A new report from the World Green Building Council (WorldGBC) finds “overwhelming evidence” that office design significantly impacts the health, wellbeing and productivity of staff.
Th report, entitled Health, wellbeing and productivity in offices: The next chapter for green building was launched as part of the Green Building Council of Australia’s (GBCA’s) World Green Building Week activities.
It found that a range of factors - from air quality and lighting, to views of nature and interior layout – can affect the health, satisfaction and job performance of office workers.
GBCA Chief Executive Romilly Madew said: “Of the almost 25 million square metres of office space across Australia, 23 per cent is now Green Star-rated.
“Operating from sustainable office space is increasingly recognised as a strategic business decision that is not only environmentally and economically-sound, but can also enhance a company’s biggest asset and expense – its people.”
The report – sponsored by GBCA members JLL and Lend Lease – also presents a simple toolkit that businesses can use to measure the health, wellbeing and productivity of their buildings and inform financial decision-making.
Geoff Dutaillis, Group Head of Sustainability at Lend Lease, said: This report provides further evidence that workplaces with clean air, natural daylight and engaging and adaptable layouts all contribute to making healthier, happier and more motivated individuals who create stronger, more resilient and profitable companies.”
In Australia, the aggregate cost to business of ill-health and absenteeism is AUD$7 billion per year. The report attests that taking measures to improve office design and layout, this figure can be significantly reduced.
Jane Henley, CEO of the World Green Building Council, says: “The evidence linking good office design and improved health, wellbeing and productivity of staff is now overwhelming.
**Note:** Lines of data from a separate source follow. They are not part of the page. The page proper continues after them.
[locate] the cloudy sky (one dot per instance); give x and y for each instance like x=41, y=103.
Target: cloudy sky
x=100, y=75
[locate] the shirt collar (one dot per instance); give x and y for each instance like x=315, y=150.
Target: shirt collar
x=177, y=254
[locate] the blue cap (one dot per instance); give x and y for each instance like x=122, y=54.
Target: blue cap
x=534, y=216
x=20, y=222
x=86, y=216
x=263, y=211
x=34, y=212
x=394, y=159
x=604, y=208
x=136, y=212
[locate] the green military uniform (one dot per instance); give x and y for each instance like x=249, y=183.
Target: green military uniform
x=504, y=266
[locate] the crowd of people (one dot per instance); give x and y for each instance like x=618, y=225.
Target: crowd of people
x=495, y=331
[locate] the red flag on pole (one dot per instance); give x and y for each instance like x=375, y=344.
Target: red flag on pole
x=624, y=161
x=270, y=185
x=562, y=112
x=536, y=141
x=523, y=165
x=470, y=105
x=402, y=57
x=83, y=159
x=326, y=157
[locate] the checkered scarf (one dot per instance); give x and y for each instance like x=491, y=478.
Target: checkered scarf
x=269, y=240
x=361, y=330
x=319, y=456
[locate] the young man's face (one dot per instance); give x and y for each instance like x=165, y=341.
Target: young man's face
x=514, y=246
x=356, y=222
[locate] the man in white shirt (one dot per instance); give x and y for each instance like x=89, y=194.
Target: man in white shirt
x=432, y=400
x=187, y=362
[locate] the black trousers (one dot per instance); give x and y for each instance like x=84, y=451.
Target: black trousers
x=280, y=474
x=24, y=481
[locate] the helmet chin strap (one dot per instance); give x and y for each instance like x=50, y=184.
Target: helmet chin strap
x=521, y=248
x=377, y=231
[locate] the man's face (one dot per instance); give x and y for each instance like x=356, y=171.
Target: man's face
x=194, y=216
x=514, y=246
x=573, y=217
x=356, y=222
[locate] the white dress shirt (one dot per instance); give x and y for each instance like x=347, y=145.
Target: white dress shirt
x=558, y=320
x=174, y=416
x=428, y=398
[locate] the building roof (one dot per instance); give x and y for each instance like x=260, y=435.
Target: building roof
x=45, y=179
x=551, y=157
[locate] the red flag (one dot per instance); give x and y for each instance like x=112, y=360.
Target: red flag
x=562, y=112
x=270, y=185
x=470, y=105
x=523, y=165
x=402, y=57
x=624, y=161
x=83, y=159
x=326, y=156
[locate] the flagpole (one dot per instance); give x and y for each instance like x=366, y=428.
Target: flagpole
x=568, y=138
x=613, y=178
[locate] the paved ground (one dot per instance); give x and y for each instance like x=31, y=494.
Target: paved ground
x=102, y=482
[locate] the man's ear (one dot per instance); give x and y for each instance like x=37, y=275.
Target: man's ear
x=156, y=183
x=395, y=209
There is unquestionably a clear business case for investing in, developing and occupying healthier, greener buildings.”
Key Findings of the Report
Indoor air quality: A comprehensive body of research suggests that better indoor air quality (low concentrations of CO2 and pollutants and high ventilation rates) can lead to productivity improvements of 8- 11%.
Thermal comfort: Research demonstrates that thermal comfort has a significant impact on workplace satisfaction and modest degrees of personal control over thermal comfort can return single digit improvements in productivity.
Lighting and views of nature: Several studies have estimated productivity gains as a result of proximity to windows, with experts now thinking that views from windows are probably the more significant factor, particularly where the view offers a connection to nature.
Noise and acoustics: Research suggests that being productive in the modern knowledge-based office is practically impossible when noise provides an unwanted distraction. This can be a major cause of dissatisfaction amongst occupants.
Interior layout: The way the interior of an office is configured (including workstation density and configuration of work space, breakout space and social space) has been found to have an impact on concentration, collaboration, confidentiality and creativity.
Active design and exercise: Health can be improved through exercise, and so active design within a building, and access to services and amenities such as gyms, bicycle storage and green space can help to encourage healthier lifestyles of building occupants.